Congress goes glacial on a red-hot problem
To paraphrase Groucho Marx, "Who are you going to believe: Congress or your own eyes?" If you believe Congress, which passed an irresponsible energy bill just before taking August off, you will also believe fossil fuels can be burned with impunity, the skies are sparkling and climate change is just something that happens with the seasons.
If you are Sen. Susan Collins, and you've just seen receding glaciers, bark beetles devouring spruce and ancient ice patches melting in Alaska, your own eyes tell you something very different. Your eyes, in fact, tell you what native people along the Alaskan coast will tell you: that they've never seen it so warm, that the permafrost is not only melting but melting to a deeper level than before, that their coastal lands are eroding.
This will confirm what a broad range of scientists are telling you: Human-induced climate change can be measured; its effects are felt most severely toward the poles. Though climate change is hugely complex and presents some benefits such as longer growing seasons and lower heating bills for some places, the negatives of flooding and, elsewhere, drought, wild swings in the weather, spreading infestations and disease, the added costs of going about daily life disastrously outstrip them.
To back up a little: You want the greenhouse-gas effect, which is what scientists called global warming before they called it climate change. Those gases are mostly water vapor and carbon dioxide, with some methane and nitrous oxide, that trap the heat from the sun and surround the earth in temperatures that humans like. Without this effect, average temperatures here would be a little below zero - great for the snowmobiling industry; not so great for the rest of us. When you hear about the greenhouse-gas effect these days, what's being talked about is the increased concentration of these gases. Since the Industrial Revolution, carbon dioxide in the air has increased 30 percent. Methane levels have more than doubled. Think of these gases in the atmosphere as blankets. No blanket and you're too cold; one provides the right amount of warmth; add another and sleep gets a little uncomfortable; a third, and you can't sleep at all. A surfeit of blankets is keeping scientists up at night and will soon awaken you, me and the 6.5 billion others reading this column.
Collins went to the Arctic this week with Sens. John McCain, Hillary Rodham Clinton and Lindsey Graham to see the kinds of destruction that slight changes in temperature can bring. Last fall, they had seen similar effects in Norway. Too bad they couldn't persuade more of their colleagues to join them. "It becomes so much more striking when you see the retreating glaciers and the melting permafrost and changing wildlife," Collins said.
Seeing is believing, yet doubts remain, both from reputable sources who observe the difficulty of saying anything definitive about so complicated an idea as climate change and from those who just don't want to hear that society, collectively and cooperatively, must change its ways. "The nonbelievers have gone from denying there's a problem," Collins observed, "to saying the problem is just part of natural variation. But science has been able to plot natural variation for centuries and what we're experiencing is an outlier - it doesn't fit the pattern."

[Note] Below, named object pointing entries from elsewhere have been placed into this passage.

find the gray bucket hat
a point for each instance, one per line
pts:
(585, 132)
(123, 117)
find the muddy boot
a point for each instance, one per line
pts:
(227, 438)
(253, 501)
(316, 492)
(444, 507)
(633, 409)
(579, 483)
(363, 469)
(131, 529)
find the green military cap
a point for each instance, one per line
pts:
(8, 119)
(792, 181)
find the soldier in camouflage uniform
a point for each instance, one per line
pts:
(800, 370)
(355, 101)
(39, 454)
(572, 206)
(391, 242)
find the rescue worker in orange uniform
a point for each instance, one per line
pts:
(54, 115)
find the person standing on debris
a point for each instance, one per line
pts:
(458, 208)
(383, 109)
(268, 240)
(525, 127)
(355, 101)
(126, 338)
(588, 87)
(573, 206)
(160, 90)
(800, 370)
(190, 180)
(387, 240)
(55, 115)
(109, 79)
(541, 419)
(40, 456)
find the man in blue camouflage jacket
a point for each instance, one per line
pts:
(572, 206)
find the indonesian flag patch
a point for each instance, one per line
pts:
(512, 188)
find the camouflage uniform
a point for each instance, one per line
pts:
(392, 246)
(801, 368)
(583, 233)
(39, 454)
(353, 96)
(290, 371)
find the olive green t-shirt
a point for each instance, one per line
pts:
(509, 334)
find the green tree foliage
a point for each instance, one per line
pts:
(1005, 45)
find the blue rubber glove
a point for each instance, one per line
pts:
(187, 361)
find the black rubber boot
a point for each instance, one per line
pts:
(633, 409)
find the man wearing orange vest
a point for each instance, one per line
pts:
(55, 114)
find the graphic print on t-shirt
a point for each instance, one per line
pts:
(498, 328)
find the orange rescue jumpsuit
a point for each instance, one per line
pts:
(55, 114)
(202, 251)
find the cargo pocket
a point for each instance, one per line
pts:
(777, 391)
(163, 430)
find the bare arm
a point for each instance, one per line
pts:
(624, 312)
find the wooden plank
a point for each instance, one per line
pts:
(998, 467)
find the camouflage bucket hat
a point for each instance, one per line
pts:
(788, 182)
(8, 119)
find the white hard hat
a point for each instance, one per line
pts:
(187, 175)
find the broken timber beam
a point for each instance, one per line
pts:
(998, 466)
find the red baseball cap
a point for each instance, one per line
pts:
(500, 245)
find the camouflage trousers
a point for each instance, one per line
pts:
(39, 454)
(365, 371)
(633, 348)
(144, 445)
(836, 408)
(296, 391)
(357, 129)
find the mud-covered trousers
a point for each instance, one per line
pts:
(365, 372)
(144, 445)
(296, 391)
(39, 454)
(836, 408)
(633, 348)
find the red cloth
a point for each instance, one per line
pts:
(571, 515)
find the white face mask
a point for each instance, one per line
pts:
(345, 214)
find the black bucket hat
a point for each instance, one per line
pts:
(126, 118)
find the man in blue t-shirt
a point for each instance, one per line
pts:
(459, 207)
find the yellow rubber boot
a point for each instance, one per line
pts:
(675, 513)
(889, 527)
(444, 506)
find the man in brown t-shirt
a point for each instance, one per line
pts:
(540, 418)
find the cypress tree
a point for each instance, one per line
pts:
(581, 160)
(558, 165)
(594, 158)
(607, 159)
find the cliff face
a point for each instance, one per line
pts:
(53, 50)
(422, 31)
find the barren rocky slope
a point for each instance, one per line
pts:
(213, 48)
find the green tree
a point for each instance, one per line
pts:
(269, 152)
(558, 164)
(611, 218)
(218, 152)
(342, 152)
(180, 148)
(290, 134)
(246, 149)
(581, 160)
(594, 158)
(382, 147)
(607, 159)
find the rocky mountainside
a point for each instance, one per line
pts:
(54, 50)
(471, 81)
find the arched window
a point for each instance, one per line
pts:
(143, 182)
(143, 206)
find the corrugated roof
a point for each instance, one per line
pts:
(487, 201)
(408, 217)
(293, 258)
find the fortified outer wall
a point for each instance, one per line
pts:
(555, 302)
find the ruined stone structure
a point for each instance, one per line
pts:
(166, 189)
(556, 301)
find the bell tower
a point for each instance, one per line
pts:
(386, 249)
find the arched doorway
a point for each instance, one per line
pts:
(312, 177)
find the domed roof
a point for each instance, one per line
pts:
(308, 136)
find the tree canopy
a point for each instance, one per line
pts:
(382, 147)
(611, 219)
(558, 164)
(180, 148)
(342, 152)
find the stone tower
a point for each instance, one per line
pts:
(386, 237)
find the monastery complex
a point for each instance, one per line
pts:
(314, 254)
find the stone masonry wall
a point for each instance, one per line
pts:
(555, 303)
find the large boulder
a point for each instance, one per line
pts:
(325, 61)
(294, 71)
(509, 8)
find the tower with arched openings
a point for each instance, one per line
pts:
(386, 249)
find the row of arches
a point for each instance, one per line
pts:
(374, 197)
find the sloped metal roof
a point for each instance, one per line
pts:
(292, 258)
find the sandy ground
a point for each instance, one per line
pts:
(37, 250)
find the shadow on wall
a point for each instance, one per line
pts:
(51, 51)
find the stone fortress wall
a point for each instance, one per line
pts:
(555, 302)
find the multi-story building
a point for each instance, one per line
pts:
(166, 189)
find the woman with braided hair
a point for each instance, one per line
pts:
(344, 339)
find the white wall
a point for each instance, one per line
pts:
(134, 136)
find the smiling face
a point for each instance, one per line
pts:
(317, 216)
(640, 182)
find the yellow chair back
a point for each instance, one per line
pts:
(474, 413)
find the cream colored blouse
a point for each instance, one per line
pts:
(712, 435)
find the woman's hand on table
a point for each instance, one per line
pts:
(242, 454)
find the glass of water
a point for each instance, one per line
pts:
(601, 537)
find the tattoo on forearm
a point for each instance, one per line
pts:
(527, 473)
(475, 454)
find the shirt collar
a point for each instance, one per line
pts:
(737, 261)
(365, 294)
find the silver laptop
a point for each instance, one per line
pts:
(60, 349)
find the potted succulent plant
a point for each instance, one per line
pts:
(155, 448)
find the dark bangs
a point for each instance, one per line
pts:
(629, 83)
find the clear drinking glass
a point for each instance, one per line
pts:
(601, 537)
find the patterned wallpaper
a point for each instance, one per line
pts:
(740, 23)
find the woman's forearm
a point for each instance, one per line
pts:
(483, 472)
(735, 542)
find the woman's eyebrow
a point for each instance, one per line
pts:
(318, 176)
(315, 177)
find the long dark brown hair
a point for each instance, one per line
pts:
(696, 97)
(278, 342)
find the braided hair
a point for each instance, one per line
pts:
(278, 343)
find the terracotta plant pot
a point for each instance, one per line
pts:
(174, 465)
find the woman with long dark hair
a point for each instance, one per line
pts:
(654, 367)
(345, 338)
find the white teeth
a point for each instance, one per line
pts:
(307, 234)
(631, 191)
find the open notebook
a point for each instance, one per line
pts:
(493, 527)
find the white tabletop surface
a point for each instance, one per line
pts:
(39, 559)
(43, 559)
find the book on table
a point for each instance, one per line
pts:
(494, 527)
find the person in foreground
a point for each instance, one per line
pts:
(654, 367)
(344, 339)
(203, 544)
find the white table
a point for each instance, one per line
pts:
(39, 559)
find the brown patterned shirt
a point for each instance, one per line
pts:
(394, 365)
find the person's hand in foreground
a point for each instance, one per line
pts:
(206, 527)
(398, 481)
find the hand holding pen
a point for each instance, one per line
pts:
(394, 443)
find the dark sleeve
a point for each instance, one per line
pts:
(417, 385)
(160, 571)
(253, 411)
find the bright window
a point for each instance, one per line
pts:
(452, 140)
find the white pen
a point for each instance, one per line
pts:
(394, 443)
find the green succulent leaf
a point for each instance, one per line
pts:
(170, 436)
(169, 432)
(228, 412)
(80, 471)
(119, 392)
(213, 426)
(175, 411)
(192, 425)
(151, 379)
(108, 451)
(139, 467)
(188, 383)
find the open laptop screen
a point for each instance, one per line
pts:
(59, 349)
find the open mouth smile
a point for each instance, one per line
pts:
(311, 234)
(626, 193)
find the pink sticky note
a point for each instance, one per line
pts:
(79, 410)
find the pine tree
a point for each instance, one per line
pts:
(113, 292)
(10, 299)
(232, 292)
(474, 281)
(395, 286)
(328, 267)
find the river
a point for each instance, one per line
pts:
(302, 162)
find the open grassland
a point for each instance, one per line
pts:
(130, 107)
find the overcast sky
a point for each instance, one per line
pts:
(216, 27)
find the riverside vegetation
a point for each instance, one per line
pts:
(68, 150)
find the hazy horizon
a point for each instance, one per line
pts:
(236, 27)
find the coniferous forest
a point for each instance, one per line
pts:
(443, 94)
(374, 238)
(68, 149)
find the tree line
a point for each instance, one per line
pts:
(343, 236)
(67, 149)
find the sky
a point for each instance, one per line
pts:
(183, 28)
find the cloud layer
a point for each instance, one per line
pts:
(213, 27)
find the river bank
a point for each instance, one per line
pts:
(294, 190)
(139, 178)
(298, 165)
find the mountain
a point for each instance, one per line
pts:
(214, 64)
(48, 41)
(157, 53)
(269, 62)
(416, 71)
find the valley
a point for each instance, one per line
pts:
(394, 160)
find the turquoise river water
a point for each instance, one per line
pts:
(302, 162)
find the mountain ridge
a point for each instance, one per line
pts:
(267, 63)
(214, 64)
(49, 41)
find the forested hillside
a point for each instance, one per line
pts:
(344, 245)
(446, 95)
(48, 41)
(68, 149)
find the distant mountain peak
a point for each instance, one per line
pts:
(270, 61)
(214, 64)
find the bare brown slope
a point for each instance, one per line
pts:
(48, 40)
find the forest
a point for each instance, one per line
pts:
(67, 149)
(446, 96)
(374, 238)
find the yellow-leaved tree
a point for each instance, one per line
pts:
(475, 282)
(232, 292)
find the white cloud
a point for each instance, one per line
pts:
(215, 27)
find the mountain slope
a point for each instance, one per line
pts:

Congress' chance to do something about this came and went with the energy bill last month. The Senate had managed to include legislation that would have required market-based reductions in greenhouse gases. House Republicans got rid of that provision, leaving some funding for alternative energy, a small hybrid-car rebate and a voluntary measure to fund technologies that reduce greenhouse gas intensity: emissions as a fraction of gross domestic product. But that number is already expected to decline without the subsidies. Feeble action in the face of serious problems.
Collins, who has an exemplary environmental record, supported the bill anyway. "The bill does take some [conservation] steps," she said by phone on her way to Glacier Bay National Park the other day, "but the climate change title is really quite weak." She voted for the bill, she said, because of its new standards for the national electric grid system and some useful local provisions for wind and biomass power. Thankfully the bill does not have, after years of fighting, liability protection for the producers of the toxic gasoline additive MTBE, which is in Maine groundwater. But passing the bill (it passed 76-24) also means largely forgetting about any substantial climate change legislation for another year. With a Republican White House and Congress, perhaps three years.
That's the unreality of Congress: a delegation can travel north to see - touch, if they feel like it - the devastation of a global problem, a problem Congress has the power to address through conservative and careful legislation, that must be addressed for the health of the planet, but the most it can accomplish is to prevent a toxic chemical from being given special legal protection that it never deserved in the first place.
Later this year, the Senate's Environment and Public Works Committee, chaired by Sen. James Inhofe, is expected to hold yet more hearings on climate change, where it will be argued that the extensive evidence pointing to its occurrence and its serious effects are part of a worldwide hoax. The hearings will be widely condemned by outraged environmentalists, but they will have served their purpose - to obfuscate and delay. Glaciers will continue to melt, flora and fauna will encounter more virulent pests and succumb, the weather will become more damaging, and Congress will move on to its next topic.
Todd Benoit is the editorial page editor of the Bangor Daily News.